Lawmakers are making their list of priorities to address the workforce shortage, like subsidies for childcare, legislating a permanent minimum wage increase and passing the Clean Slate Act.

Assemblymembers in the Labor Committee and the chamber's Emerging Workforce Subcommittee held a public hearing in Albany to address the ongoing labor gap and focus on solutions to address issues burdening the market. New York continues to lag behind other U.S. states in recovery from job losses caused by the pandemic, but especially in work that's low-pay and that can't be done remotely. 

During her opening testimony, Karen Cacace, the Labor Bureau chief in the state Attorney General's Office, encouraged lawmakers to create a state-level Occupational Safety and Health Administration in wake of the COVID pandemic.

"I think this was the first time that everyone going to work was concerned about whether it was safe for them to do so," Cacace said. "It is now clearly essential that we need to have more regulation of safety measures taken at work sites and the state OSHA would allow the state to do that on its own without having to rely on federal OSHA, which I think really does not have their resources to adequately regulate the entire country."

Witnesses on Tuesday urged lawmakers to tackle issues impacting the health care industry, education, retail and others in next year's legislative session.

They agreed the state must increase funding for childcare subsidies and health benefits after the pandemic pushed people to live on one income during the 2020 shutdowns or switch industries, leading to workforce gaps.

Businesses added 3.8 million jobs nationwide in 2021, but workforce participation remains below pre-pandemic levels, state Business Council Executive Vice President Paul Zuber said during testimony.

"Meaning, we have 3.4 million fewer Americans working today compared to February of 2020," Zuber said.

More than four million open job positions would remain if every person able to work in the United States secured employment, he added.

A bill to permanently increase the minimum wage is the top priority for Labor Committee in both chambers of the Legislature next year as a strategy to increase wages and address the labor gap.

They have a goal of reaching more than $20 per hour in New York City and at least $15.75 upstate by 2025.

"It's a top priority for the committee," said Assembly Labor Committee chair Latoya Joyner, a Democrat from the Bronx. "We've seen the cost of inflation go up, but we've seen the wages stay stagnant. Across the board, we are still seeing people struggling. The cost of eggs are going up, the cost of rent is going up, but the cost of salaries are still the same."

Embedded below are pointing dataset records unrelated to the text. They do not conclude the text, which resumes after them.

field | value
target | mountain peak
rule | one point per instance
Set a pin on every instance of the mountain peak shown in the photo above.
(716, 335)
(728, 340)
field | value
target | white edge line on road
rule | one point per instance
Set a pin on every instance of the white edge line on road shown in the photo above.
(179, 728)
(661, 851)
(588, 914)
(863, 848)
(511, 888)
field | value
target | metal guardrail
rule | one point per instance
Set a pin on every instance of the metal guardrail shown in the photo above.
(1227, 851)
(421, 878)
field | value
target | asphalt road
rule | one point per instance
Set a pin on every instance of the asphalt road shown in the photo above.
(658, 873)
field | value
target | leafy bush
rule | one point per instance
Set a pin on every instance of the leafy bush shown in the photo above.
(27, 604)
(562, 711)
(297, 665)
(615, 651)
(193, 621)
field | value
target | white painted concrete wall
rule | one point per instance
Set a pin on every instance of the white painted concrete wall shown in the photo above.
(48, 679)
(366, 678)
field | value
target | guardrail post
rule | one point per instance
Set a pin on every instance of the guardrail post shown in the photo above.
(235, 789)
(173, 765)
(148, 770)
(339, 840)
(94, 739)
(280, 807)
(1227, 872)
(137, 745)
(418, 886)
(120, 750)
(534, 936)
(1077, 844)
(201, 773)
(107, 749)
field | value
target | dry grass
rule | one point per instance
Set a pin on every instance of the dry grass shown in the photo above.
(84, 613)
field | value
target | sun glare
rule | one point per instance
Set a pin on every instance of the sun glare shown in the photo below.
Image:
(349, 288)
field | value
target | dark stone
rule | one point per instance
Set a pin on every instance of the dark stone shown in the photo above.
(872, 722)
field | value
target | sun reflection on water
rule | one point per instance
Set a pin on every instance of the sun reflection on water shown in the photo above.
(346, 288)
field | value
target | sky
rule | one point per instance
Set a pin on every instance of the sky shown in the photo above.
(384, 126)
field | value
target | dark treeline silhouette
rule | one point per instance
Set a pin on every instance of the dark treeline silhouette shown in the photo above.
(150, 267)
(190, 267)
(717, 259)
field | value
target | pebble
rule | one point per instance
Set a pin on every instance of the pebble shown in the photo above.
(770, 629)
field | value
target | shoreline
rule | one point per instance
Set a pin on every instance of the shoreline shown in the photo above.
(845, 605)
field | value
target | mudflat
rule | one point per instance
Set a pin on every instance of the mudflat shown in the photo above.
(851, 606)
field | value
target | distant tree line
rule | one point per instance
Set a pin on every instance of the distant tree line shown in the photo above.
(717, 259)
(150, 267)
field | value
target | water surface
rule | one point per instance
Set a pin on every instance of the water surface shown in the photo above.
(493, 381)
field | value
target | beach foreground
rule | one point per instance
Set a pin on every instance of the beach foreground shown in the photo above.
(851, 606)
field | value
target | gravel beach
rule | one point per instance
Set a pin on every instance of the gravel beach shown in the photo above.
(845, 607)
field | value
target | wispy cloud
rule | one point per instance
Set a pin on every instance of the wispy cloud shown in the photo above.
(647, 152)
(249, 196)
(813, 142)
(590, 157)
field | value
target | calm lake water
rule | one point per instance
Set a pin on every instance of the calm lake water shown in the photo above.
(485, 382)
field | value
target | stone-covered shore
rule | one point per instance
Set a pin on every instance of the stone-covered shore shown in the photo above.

Leaders in the state Business Council aren't against the proposal, but argue it may not be the time amid the potential for an economic recession.

"There are still so many businesses that are recovering from COVID that are still trying to get back on track and if we put in minimum wage right now, is it the best solution to help the workforce as a whole?" asked Crystal Griffith, the state Business Council's workforce development director. "Are we going to get the best benefits out of it? So the Business Council is not opposed to the minimum wage increase, just maybe not right now."

They're pushing alternate solutions like addressing higher unemployment insurance costs and to make it easier for prospective employees to get proper training and credentials and start work.

Several people also testified pushing for passage of the Clean Slate Act to help formerly incarcerated people secure employment.

The bill would seal New Yorkers' criminal records three years after sentencing for misdemeanors and seven years for felonies. It would automatically seal the records of about 2.3 million New Yorkers.

It would not apply to sex crimes.

The measure died in the Assembly this session after concerns about hiring someone who works with children or in education. But co-sponsor Assemblywoman Stefani Zinerman thinks it will get across the finish line next year.

"Second-chance citizens deserve to have the opportunity to work and thrive in New York state," said Zinerman, a Democrat from Brooklyn. "We have to continue to get everybody focused on the fact that we want people to work because we and New York state also need the services, and I believe the science is there — that when people are working, crime goes down."

Lawmakers plan to discuss their ideas with Gov. Kathy Hochul's office before the end of the year in hopes to influence her priorities in her State of the State address and upcoming budget proposal in January.

Legislators are gearing up for work next session, but noted the governor l has yet to sign a number of bills by the end of the year that could help the labor crisis, including measures to create protections for warehouse workers, a bill to require salary ranges be disclosed in job listings and to increase workers compensation benefits, among others.

The pandemic pushed people to work in different industries, start new business ventures or leave employment to care for their children or sick family members. Business leaders Tuesday testified labor recruitment efforts must evolve to keep up with permanent social changes.